Manchmal zerbricht aber auch anderes. In der Beziehung zwischen Menschen. Die Liebe, die ein Paar miteinander verbindet. Das Vertrauen, das in einer langjährigen Freundschaft gewachsen war. Das eingespielte Miteinander zwischen Kolleginnen und Kollegen.
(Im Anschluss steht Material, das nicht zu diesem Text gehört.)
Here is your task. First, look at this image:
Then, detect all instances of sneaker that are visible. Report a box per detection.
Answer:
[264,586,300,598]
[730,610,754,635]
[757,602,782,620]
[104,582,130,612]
Gleich mehrfach wird in der Bibel das Bild vom zerbrochenen Vertrauen aufgegriffen. Dann wird von Gott als der Kraft gesprochen, die Zerbrochenes wiederherstellt. „Gott heilt, die zerbrochenen Herzens sind“, heißt es etwa in einem Psalm, „und verbindet ihre Wunden.“

Manchmal erzählt mir jemand, warum es in einer Beziehung einfach nicht mehr weitergegangen ist. Und dann höre ich dieselbe Geschichte manchmal auch von beiden Seiten. Dann suche ich nach einer Idee, wie es vielleicht doch noch einmal weitergehen könnte. Wie bei den Scherben aus Ton. Da lässt sich manchmal auch noch einmal etwas reparieren.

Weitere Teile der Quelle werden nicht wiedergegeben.